New tools for studying scientists
In the 1990s, a few labor economists (including MIT’s Joshua Angrist) discovered new ways to conduct “natural experiments,” studies that mimic laboratory-style randomized trials. They began using historical data to pinpoint the impact a single difference makes between two otherwise equivalent groups of workers. At the same time, detailed Internet citation databases began cropping up, giving economists a source of hard data for natural experiments that assessed the influence, productivity, and teamwork of equivalent groups of scientists. These developments enabled economists to study scientists closely for the first time, says Scott Stern of Kellogg, a former MIT economist and a prominent figure in the analysis of science.

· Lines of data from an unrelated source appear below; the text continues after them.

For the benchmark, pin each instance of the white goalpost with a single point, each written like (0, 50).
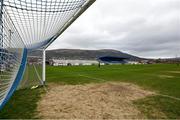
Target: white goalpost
(28, 25)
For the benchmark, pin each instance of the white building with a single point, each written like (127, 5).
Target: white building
(58, 62)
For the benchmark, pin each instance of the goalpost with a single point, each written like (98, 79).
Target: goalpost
(28, 25)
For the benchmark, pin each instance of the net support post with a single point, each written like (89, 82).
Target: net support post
(44, 66)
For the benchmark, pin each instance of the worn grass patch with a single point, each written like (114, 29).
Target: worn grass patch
(158, 107)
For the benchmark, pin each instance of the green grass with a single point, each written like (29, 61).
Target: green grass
(151, 77)
(22, 105)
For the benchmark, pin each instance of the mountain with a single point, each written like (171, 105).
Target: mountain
(83, 54)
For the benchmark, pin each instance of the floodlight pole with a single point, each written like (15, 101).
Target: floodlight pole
(1, 24)
(44, 67)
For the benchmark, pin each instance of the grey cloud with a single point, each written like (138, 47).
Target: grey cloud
(148, 28)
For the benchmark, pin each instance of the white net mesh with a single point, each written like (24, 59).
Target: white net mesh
(37, 21)
(28, 25)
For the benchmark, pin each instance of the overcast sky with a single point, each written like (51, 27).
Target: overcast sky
(146, 28)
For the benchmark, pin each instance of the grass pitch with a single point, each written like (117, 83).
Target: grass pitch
(161, 78)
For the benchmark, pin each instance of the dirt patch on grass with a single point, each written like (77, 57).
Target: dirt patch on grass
(92, 101)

Azoulay and his colleagues put these new tools to work to study the widely held belief that working with the top people in a given field makes other scientists more productive. The project began in 2002, when Azoulay, a voluble native of France, gave a talk about the biotechnology industry and discovered an audience member who was equally knowledgeable about the subject: Joshua Graff Zivin, an economist at the University of California, San Diego. Soon the two were studying the effect of “superstar” scientists on their colleagues. They found that scientists who worked alongside these leading lights indeed had more impressive publication records than those who did not.
But after presenting some findings to the NBER in 2004, they recognized that they had an unresolved problem. Were the collaborators more productive because they worked in the orbit of their fields’ stars? Or did they get the opportunity to work with the stars because they were more capable scientists in the first place?

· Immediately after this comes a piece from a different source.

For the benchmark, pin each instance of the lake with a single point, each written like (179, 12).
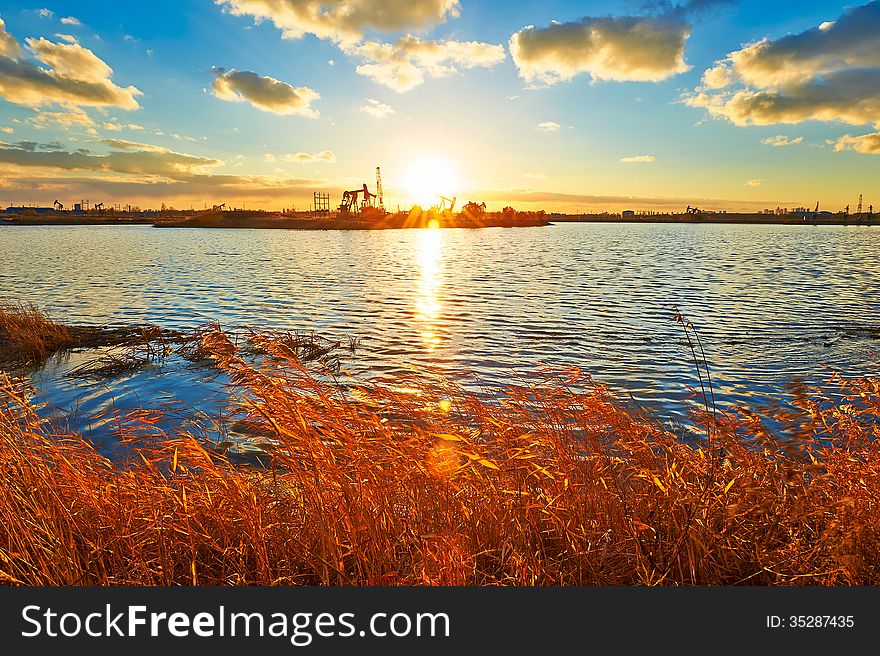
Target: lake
(771, 303)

Going back to the drawing board, Azoulay and Graff Zivin found the answer by examining the performance of laboratories whose star researchers had died suddenly. After combing through obituaries in such publications as the New York Times, the economists compiled a list of 161 such scientists and then scrutinized the records of more than 8,000 researchers who had coauthored papers with them. The result? The productivity of the collaborators dropped 5 to 8 percent after the superstars died. The finding, which they published this year with MIT PhD candidate Jialan Wang in the Quarterly Journal of Economics, quantifies the extent to which top scientists infuse their fields with new ideas and research topics.
The freedom to fail
Natural experiments also allow economists to study how different types of grants affect scientists. For instance, it turns out that scientists whose funding affords them unusual long-term freedom in the lab are more likely to generate breakthroughs, according to a November 2009 working paper by Azoulay, Graff Zivin, and Gustavo Manso, an assistant professor at Sloan.